Ketika kejahatan yang dilakukan para oknum terjadi secara kolektif atau berjama'ah, saya kembali teringat dengan seleksi yang saya ikuti. Kami diminta membuat satu makalah akademis yang substansinya mencoba mengorek integritas kami terhadap aturan.Â
Siapa yang berpengaruh dalam hidup kita, apakah pengaruh tersebut menentukan tindakan kita, bagaimana ketaatan kita terhadap aturan ketika ada pengaruh lain di luar aturan, lalu apa tindakan kita terhadap pengaruh dan tekanan tersebut.
Nah di institusi ini sepertinya pengaruh kuat itu ada di atasan. Dalam bahasa militeristiknya adalah senioritas atau ketaatan terhadap pangkat yang lebih tinggi di atasnya, bukan aturan itu sendiri. Inilah yang menyebabkan aturan dilanggar karena walau salah jika sudah atasan atau senior yang memerintah, maka diskresi untuk melakukan pelanggaran memiliki peluang besar untuk terjadi.Â
Padahal diskresi itu basis utamanya aturan, bukan perintah atasan. Makanya dalam bahasa lain, jika melakukan kesalahan maka secara otomatis mereka wajib saling menutupi bahkan melindungi. Jika tidak, pangkat dan jabatan tentu akan terancam.
Dunia, dengan penduduk yang sudah hampir 4x lipat over kapasitas dari daya tampung untuk menghidupi organisme di atasnya, sepertinya memang akan kembali ke kompetisi awal hukum rimba karena alasan terbatasnya sumber daya. Untuk bertahan atau mempertahankan komoditas, apapun bisa dilakukan. Apalagi, toleransi bukanlah ciri khas Sapiens.
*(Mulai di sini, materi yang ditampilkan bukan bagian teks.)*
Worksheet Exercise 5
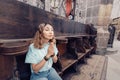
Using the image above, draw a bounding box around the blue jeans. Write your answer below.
[30,67,62,80]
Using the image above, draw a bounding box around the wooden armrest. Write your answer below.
[56,37,68,44]
[0,38,32,43]
[0,41,30,56]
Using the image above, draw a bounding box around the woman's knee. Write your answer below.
[49,68,62,80]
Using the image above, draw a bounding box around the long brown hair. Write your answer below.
[33,23,56,49]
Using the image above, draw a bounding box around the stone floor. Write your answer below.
[62,54,107,80]
[72,55,106,80]
[105,38,120,80]
[63,38,120,80]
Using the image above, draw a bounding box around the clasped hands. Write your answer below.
[46,42,55,58]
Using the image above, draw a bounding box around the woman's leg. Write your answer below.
[31,75,48,80]
[30,71,48,80]
[36,77,48,80]
[48,67,62,80]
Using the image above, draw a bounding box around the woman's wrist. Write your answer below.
[44,56,50,61]
[44,53,55,61]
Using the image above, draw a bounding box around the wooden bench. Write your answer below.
[0,0,97,80]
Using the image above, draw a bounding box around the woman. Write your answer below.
[25,23,62,80]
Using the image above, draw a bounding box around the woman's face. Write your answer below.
[42,24,54,40]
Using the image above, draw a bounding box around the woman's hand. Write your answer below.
[46,42,58,63]
[46,42,54,57]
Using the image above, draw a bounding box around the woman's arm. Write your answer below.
[32,59,46,73]
[32,54,51,73]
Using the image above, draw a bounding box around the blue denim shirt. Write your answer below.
[25,43,58,73]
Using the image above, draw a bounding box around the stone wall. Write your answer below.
[16,0,114,27]
[16,0,117,53]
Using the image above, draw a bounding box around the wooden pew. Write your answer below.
[0,0,97,80]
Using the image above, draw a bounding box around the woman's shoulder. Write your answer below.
[27,43,39,54]
[29,43,38,51]
[28,43,34,48]
[29,43,41,51]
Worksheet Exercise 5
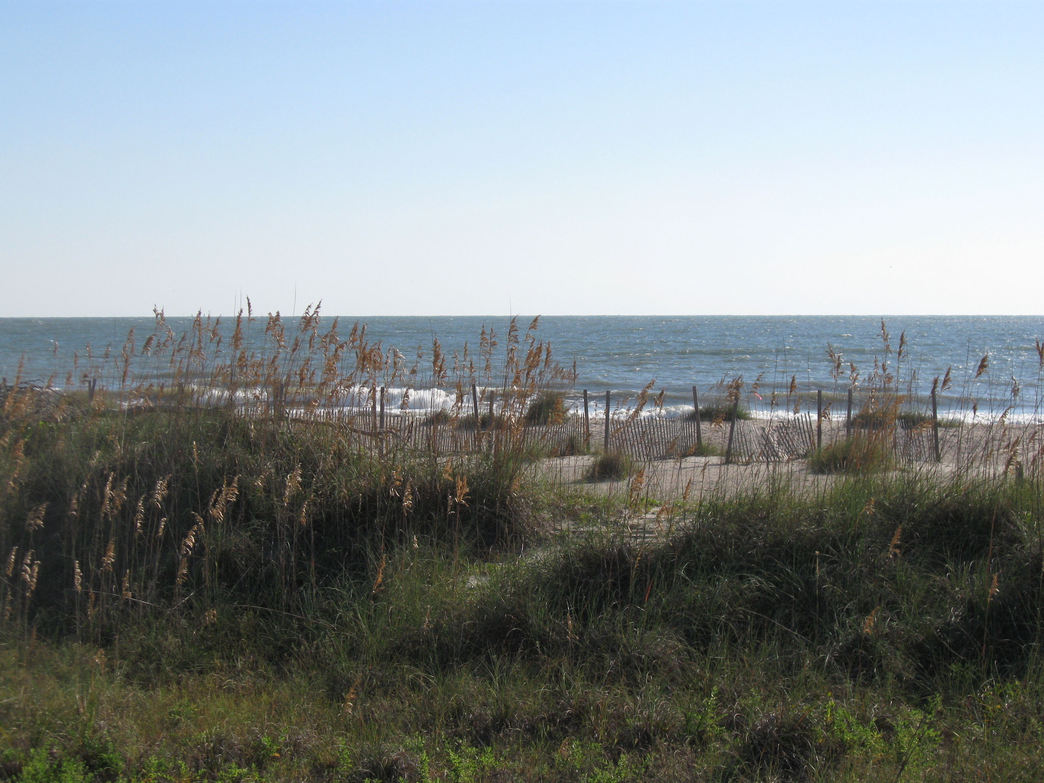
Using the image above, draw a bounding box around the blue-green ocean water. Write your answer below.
[1,315,1042,420]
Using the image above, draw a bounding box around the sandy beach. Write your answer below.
[535,416,1044,504]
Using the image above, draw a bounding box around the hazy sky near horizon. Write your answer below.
[2,1,1042,318]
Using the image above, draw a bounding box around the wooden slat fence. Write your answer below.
[299,388,958,466]
[608,417,702,461]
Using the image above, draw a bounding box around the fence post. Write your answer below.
[471,383,480,427]
[692,385,703,448]
[378,387,387,456]
[931,388,941,462]
[604,390,611,452]
[487,390,496,453]
[816,390,823,451]
[272,380,284,418]
[583,389,590,450]
[846,388,853,436]
[724,399,739,465]
[371,384,378,432]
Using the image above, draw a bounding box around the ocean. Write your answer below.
[1,315,1042,421]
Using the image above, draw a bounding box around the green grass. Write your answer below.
[808,435,895,474]
[4,466,1044,780]
[523,391,568,426]
[687,441,724,457]
[849,408,958,431]
[685,404,751,423]
[4,369,1044,780]
[585,451,634,481]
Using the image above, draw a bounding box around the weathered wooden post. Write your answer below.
[371,383,378,432]
[377,387,387,456]
[271,379,285,418]
[816,390,823,450]
[604,390,611,452]
[487,390,496,453]
[471,383,480,426]
[582,389,590,450]
[931,388,941,462]
[724,399,739,465]
[692,385,703,449]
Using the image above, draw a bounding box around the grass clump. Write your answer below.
[585,451,634,481]
[423,408,455,425]
[808,435,894,474]
[850,409,893,430]
[523,390,568,425]
[687,441,723,457]
[685,404,751,423]
[848,403,953,431]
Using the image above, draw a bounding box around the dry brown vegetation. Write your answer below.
[2,311,1044,782]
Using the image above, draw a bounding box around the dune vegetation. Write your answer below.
[2,311,1044,781]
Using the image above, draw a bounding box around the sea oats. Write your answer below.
[4,546,17,579]
[284,465,302,507]
[133,496,145,536]
[25,503,47,533]
[888,526,903,559]
[151,474,171,509]
[975,354,989,379]
[100,538,116,574]
[862,606,880,636]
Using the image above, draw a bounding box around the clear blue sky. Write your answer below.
[2,1,1042,317]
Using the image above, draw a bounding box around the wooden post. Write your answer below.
[429,411,437,454]
[846,388,853,436]
[471,383,480,427]
[692,385,703,448]
[377,386,387,456]
[271,380,284,418]
[816,390,823,450]
[931,388,941,462]
[604,390,611,452]
[583,389,590,450]
[724,399,739,465]
[371,384,378,432]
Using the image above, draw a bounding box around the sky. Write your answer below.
[2,1,1042,317]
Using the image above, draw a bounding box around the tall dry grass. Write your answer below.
[0,309,579,645]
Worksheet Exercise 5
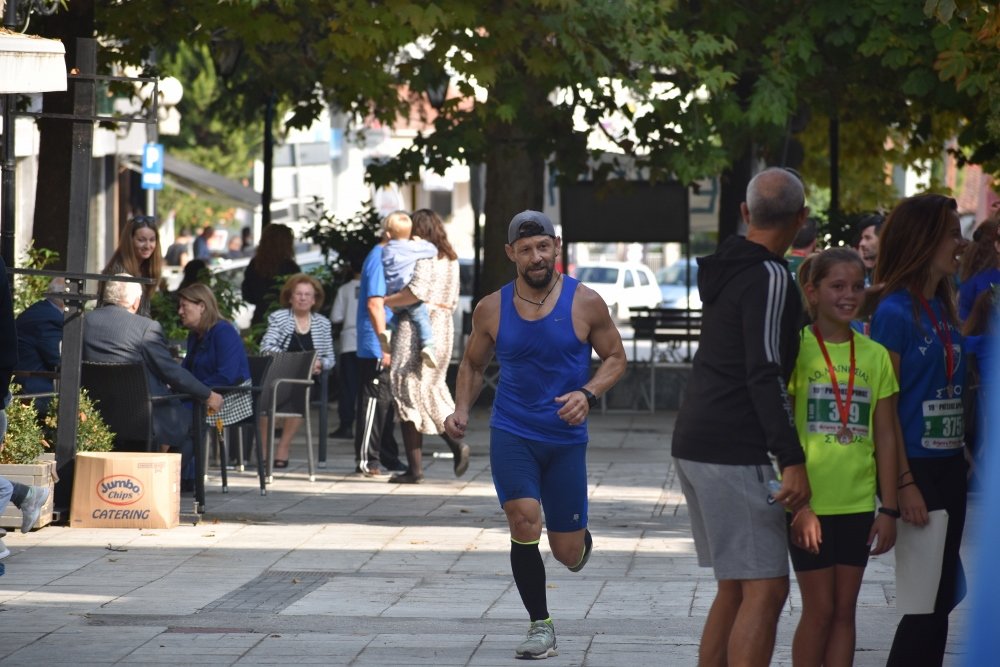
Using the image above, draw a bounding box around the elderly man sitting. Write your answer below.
[82,275,222,490]
[14,277,65,416]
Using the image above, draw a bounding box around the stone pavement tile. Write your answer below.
[351,633,480,666]
[0,632,49,657]
[587,635,700,666]
[481,580,604,621]
[588,581,698,618]
[0,625,165,663]
[281,576,416,616]
[236,633,370,664]
[123,631,264,663]
[382,576,519,619]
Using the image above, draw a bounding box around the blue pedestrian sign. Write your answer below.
[141,143,164,190]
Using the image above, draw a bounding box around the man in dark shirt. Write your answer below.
[671,167,811,667]
[14,278,65,415]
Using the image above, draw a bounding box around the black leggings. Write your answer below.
[887,454,968,667]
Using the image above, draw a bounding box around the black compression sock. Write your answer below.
[510,539,549,622]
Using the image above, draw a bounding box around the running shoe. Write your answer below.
[0,538,9,560]
[20,485,50,533]
[515,618,557,659]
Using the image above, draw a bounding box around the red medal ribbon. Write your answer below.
[813,326,856,433]
[916,295,954,397]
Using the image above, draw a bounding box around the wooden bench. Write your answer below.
[630,307,702,363]
[629,307,702,412]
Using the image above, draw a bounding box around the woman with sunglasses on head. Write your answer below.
[867,194,969,666]
[98,216,163,318]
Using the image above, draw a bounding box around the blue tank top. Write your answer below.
[490,275,592,444]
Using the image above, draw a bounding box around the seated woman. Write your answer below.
[259,273,335,468]
[177,284,251,465]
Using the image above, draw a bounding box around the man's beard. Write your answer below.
[521,263,554,289]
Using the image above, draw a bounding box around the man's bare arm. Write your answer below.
[444,293,499,439]
[555,286,627,425]
[580,288,627,396]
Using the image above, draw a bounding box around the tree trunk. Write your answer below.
[480,123,545,299]
[32,0,95,270]
[717,147,753,246]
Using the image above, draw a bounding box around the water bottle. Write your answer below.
[766,479,782,505]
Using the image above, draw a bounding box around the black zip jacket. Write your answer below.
[671,235,805,469]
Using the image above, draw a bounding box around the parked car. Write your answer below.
[574,261,661,320]
[656,258,701,310]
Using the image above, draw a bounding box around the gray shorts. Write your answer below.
[674,458,789,581]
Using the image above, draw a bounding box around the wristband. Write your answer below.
[877,507,901,518]
[579,388,599,409]
[898,469,911,480]
[897,481,915,490]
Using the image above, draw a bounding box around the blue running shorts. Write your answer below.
[490,427,588,533]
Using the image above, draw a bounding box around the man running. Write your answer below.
[445,210,626,659]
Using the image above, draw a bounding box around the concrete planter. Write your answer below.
[0,453,56,530]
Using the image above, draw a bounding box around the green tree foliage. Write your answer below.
[13,244,59,317]
[154,42,263,234]
[91,1,1000,285]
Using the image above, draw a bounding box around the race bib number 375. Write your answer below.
[921,399,964,450]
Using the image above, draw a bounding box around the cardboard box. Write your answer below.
[70,452,180,529]
[0,454,56,530]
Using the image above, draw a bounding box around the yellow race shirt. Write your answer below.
[788,327,899,515]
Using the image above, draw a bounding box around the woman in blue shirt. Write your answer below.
[178,283,251,416]
[958,217,1000,322]
[868,194,969,666]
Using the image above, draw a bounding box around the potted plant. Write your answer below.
[0,387,116,530]
[0,387,55,529]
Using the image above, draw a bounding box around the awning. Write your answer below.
[124,153,261,209]
[0,28,66,93]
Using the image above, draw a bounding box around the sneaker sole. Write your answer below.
[515,648,558,659]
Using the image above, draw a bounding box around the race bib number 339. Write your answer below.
[805,384,872,439]
[921,399,964,450]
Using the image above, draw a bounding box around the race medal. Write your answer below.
[813,325,857,445]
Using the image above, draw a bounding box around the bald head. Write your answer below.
[745,168,806,230]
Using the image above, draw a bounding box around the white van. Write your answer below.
[574,261,661,321]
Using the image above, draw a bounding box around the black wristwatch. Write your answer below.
[877,506,901,519]
[579,388,599,409]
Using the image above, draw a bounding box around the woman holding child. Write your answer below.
[383,209,470,483]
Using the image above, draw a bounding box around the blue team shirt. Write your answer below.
[958,267,1000,321]
[356,245,394,360]
[490,276,592,444]
[870,289,966,459]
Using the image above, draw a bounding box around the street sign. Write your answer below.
[141,143,164,190]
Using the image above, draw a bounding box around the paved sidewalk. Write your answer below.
[0,408,968,665]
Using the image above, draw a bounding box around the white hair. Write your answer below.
[104,273,142,307]
[745,168,805,229]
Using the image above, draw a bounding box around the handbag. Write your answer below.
[206,378,254,426]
Namun tentu saja tetap ada harapan perubahan. Dalam dunia teknologi informasi yang sangat terbuka saat ini, pertukaran informasi tidak lagi bisa disembunyikan. Dengan berbasis konten digital, opini netizen dan influencer yang disertai validitas sumber, sebarannya bisa sangat cepat meng-counter serta menyerang logika berbau setting.